We wanted to reach the hot springs right on the banks of the river that now despite the advanced season of beginning June amazingly led plenty of water.
Two large concrete basin had been built that allows separate bathing for men and women to use the hot spring water. In a simple construction both swimming pools were surrounded with blue sheets as a screen to protect from viewing.
A small, other basin was probably intended for pre-cleaning, the water temperature was constantly of 39 ° degree, so bathing may be attractive in winter too, when snow covers the shore zone.

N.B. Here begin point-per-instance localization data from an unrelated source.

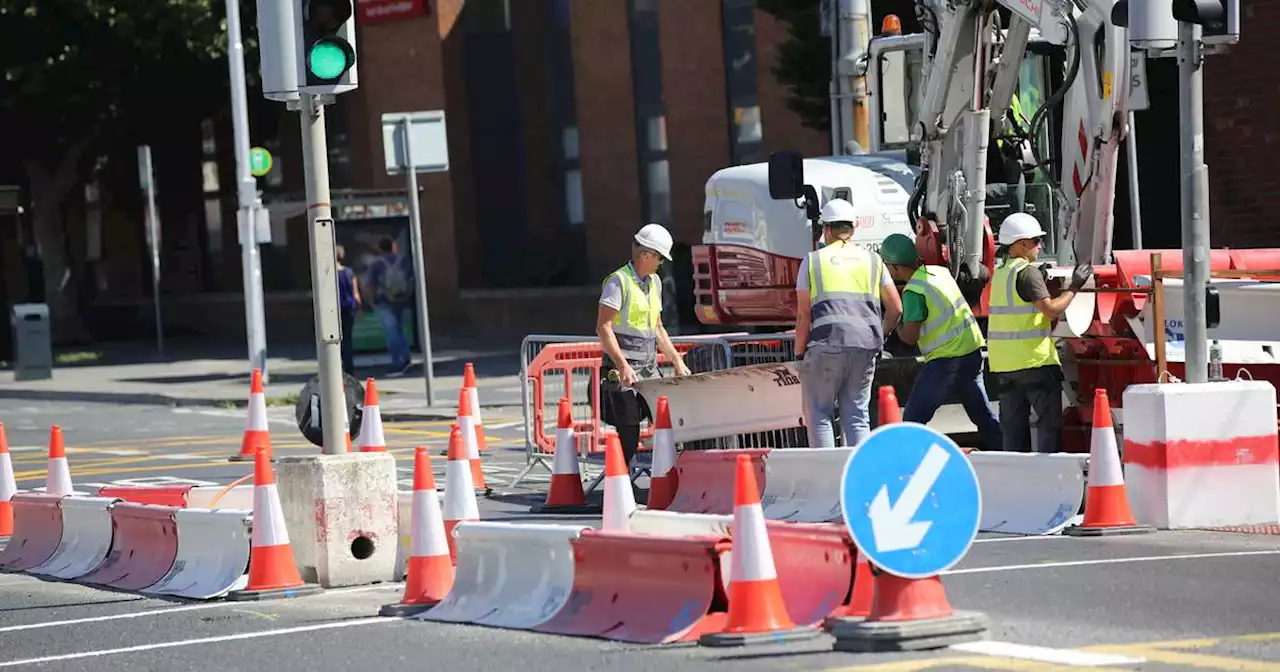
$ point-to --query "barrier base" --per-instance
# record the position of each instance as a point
(748, 639)
(283, 593)
(874, 636)
(1078, 530)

Hopefully bath and environment is maintained in a natural way, without hotel construction and intensive use of the hot water, as we heard of a planned asphalt road.
Mostly high above the canyon we followed the course of the river up to a small village of some mountain farmers further up the Yaila where we discovered this innovative green roof of cacti.
Up to the riverbank some terraced green areas that were caused by changes of the river in its course and ministered by the mountain farmers and herdsmen as green space.
Some of the cabins were left to decay, while others were still used by residents who now continue to the Yaila to take their herds up for summer grazing.
Of course, we always have our project work in mind to develop sustainable tourism and are convinced that the mountains and forests along the Dursunbey Cayi excellently is suited to the hiking and also mountain biking, perhaps with a central station in Dursunbey.
This ancient wooden dwelling had particularly impressed us, because it married again and impressively the contradictions of modern life in Turkey: ...... an ancient dwelling on the Yaila with the use of the solar cell, probably in first position to provide a mobile phone with electricity.
Very suitable to the natural wattle fence from brushwood with foil cover and clay tiles on the flat goat barn. But a mountain idyll that is unparalleled.